L’idée est excellente mais impossible à réaliser pour diverses raisons, les unes liées au contexte national et les autres à la situation du FFS lui-même. Le débat sur l’opportunité de prendre part ou de boycotter cette élection ainsi que les manoeuvres qui ont entouré le choix des candidatures, ont incontestablement généré des discordes dans tous les partis. Climat qui exclut de facto toute possibilité d’amorce d’une dynamique politique. Le pouvoir seul va tirer profit de la participation du FFS en s’en servant comme d’un effet halo qui jetterait un peu de crédibilité sur le scrutin. Comme en 2002, la position du FFS a surpris l’opinion. Et si je me suis positionné à l’opposé de cette démarche, il n’a jamais été dans mon intention de causer quelque embarras à ce grand parti pour lequel j’ai encore beaucoup de respect. Et je dois préciser que je ne suis pas un prétendant et encore moins un courtisan. Je déteste la pagaille mais j’aime encore moins le prêt-à-penser.

Que préconisez-vous pour une sortie de crise en Algérie?
L’Algérie a besoin d’un nouveau contrat historique à la hauteur des exigences de ce moment crucial. L’élection du 10 mai prochain est en totale contradiction avec les impératifs que commande le contexte tant national qu’international. Je ne crois pas à la théorie du «tous pourris». Il y a une majorité d’Algériennes et d’Algériens sincères, honnêtes et profondément imprégnés de l’intérêt du pays. Le changement est possible pour peu que les volontés patriotiques, dispersées ici et là, se retrouvent. Seule la convergence peut garantir la construction d’un compromis politique à même de porter l’alternative démocratique qui, faut-il le dire, demeure confinée dans la sphère du discours. Je trouve étrange et insoutenable le fait que les organisations, politiques soient-elles ou autres, puissent avoir le contact facile avec le pouvoir et entretenir entre elles un climat de conflictualité qui empêche toute possibilité de rassemblement. Cette attitude offre au pouvoir le beau rôle de meneur de jeu et lui assure le monopole de l’initiative politique.

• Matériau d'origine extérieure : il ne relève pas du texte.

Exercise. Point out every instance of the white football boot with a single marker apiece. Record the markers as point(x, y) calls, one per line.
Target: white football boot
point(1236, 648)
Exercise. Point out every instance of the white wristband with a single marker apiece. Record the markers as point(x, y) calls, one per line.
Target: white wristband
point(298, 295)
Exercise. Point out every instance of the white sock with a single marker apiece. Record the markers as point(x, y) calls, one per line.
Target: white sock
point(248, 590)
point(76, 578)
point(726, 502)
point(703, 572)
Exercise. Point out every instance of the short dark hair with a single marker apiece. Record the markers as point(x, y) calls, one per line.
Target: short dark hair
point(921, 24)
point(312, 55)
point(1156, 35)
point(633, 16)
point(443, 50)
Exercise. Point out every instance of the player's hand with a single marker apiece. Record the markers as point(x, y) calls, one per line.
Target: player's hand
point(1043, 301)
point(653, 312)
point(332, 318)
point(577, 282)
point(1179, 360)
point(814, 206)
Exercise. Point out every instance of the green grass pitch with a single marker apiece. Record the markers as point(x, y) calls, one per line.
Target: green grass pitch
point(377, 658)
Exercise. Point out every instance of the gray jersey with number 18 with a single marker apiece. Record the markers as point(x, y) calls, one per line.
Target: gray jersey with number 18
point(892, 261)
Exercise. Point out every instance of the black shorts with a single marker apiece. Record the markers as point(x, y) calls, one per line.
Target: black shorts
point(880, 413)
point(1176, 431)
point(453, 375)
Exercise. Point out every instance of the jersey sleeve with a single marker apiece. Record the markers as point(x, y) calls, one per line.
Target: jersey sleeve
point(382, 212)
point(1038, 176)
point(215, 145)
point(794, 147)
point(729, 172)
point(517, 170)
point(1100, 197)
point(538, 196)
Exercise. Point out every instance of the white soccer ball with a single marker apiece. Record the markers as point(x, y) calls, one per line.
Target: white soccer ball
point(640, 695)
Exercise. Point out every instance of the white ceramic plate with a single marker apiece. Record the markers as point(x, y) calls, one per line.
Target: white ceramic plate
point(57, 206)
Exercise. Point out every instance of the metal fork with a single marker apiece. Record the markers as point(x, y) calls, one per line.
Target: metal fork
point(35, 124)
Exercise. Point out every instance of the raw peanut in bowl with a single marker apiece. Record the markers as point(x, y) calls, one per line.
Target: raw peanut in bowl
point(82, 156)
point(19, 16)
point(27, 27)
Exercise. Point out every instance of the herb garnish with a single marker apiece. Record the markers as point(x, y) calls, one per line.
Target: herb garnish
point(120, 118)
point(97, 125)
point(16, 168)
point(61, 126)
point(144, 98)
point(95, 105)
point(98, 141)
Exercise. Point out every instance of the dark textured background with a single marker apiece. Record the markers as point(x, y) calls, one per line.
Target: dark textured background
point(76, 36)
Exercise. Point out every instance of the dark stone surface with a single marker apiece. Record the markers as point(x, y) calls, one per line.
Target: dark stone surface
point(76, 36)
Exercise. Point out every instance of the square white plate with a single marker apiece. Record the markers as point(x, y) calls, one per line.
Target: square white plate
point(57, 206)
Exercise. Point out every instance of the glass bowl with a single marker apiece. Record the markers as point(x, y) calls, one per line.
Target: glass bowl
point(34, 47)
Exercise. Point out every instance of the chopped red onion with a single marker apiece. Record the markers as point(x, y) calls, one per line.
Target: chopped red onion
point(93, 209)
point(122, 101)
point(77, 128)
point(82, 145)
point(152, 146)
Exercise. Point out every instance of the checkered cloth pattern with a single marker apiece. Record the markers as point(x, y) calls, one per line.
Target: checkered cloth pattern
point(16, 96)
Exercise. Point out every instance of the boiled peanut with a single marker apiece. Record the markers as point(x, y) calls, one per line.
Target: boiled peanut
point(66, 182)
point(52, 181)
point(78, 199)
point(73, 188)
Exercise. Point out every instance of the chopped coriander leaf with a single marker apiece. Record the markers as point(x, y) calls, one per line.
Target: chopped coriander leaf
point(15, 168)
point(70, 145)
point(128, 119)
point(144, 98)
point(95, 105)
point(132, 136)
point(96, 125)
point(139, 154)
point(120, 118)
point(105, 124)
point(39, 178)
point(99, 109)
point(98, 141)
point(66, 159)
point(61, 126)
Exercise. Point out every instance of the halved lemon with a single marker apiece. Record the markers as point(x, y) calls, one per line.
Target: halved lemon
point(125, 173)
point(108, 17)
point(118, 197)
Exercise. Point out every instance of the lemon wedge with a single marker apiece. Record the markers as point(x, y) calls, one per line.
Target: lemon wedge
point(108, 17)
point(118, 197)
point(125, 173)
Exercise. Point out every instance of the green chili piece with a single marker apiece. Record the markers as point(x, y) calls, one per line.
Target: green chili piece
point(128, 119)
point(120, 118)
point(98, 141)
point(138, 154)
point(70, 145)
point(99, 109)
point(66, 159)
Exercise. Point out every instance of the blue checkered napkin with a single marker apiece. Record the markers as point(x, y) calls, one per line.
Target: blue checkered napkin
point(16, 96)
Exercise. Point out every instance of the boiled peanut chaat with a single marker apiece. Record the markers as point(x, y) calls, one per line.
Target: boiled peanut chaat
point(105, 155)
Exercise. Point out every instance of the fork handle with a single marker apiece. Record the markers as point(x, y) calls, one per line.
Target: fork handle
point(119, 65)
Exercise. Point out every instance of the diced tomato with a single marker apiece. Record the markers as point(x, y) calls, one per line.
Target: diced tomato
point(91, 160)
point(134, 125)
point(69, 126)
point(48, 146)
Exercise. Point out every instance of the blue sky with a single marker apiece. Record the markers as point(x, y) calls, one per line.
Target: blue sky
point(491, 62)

Avant d’être un mode de gouvernement, la démocratie est d’abord la capacité de s’accepter, de communiquer et de partager. Les différences doivent servir de moteur et non de handicap à la reconstruction du pays. Le renouvellement de la perspective historique en Algérie favorisera sans conteste l’émergence de nouvelles élites capables de donner au pays et au Maghreb une impulsion nouvelle. Libérées des rancoeurs et des adversités artificiellement entretenues, elles sauront tirer grand avantage des potentialités et des opportunités existantes. Le couple algéro-marocain doit être pour le Maghreb ce que le couple franco-allemand est pour l’Europe. Il est temps de se libérer des haines destructrices du passé pour affronter avec courage et lucidité la bataille de la modernisation. Le présent doit désormais se conjuguer au futur car sans vision stratégique les générations montantes seront condamnées à l’asservissement. Il y a là un enjeu et une responsabilité historique que tout un chacun devra méditer.